NEW YORK (Reuters) - U.S. fund investors plowed back into the markets during the most recent week, with stocks and high-yield bonds attracting cash for the first time in four weeks, Lipper data showed on Thursday.
Taken together, high-yield “junk” bond mutual funds and exchange-traded funds (ETFs) netted $989 million during the week ended April 11, the most since January, according to the research unit.
Meanwhile, U.S. based equity funds took in $5.7 billion.
Both stocks and high-yield bonds are seen as speculative assets, and investors interest in them is taken as an indication of risk appetite.
“It’s cautiously optimistic,” said Tom Roseen, head of research services for Thomson Reuters’ Lipper.
Markets continue to be on edge over U.S.-China trade conflict, the potential for aggressive central bank policy to head off inflation, United States involvement in Syria and other issues.
Funds invested in safe-haven precious metals, including gold, pulled in $594 million during the week, marking a second straight week of inflows and reflecting continued concern.
Yet corporate profits look to be strong.

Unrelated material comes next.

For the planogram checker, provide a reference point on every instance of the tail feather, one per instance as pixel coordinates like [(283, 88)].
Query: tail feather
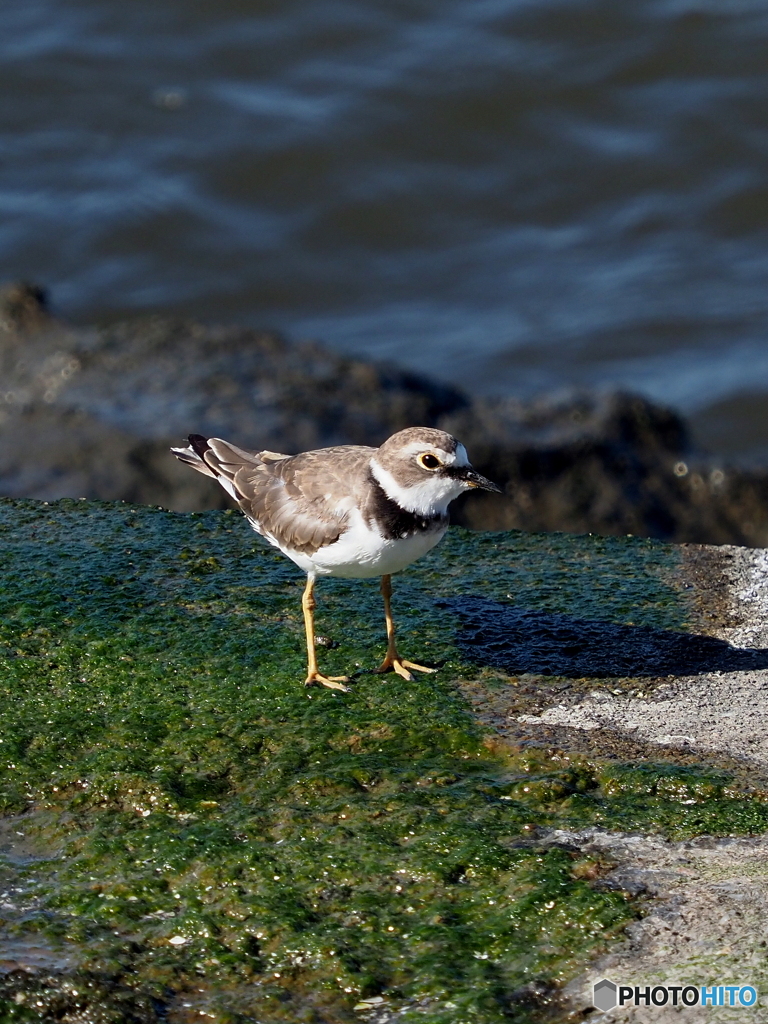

Companies are just starting to roll out their results from the first months of the year, with Delta Air Lines Inc (DAL.N) and BlackRock Inc (BLK.N) beating estimates when they reported on Thursday.
Thomson Reuters I/B/E/S expects S&P 500 .SPX companies' year-over-year earnings for the most recent quarter to rise by 18.4 percent.
“People are encouraged by the fact that most pundits are predicting a pretty solid [first quarter] earnings season,” said Roseen.
U.S. fund investor demand for shares outside their home country has grown more mixed. Emerging markets pulled in $1.2 billion, continuing their unbroken streak of inflows this year. Japanese equities attracted $332 million, their first week of inflows in the past seven weeks.
But investors peeled $751 million out of European stock funds for a sixth straight week of withdrawals as Citigroup Inc’s euro-zone economic surprise index .CESIEUR slumped to its lowest level since 2012.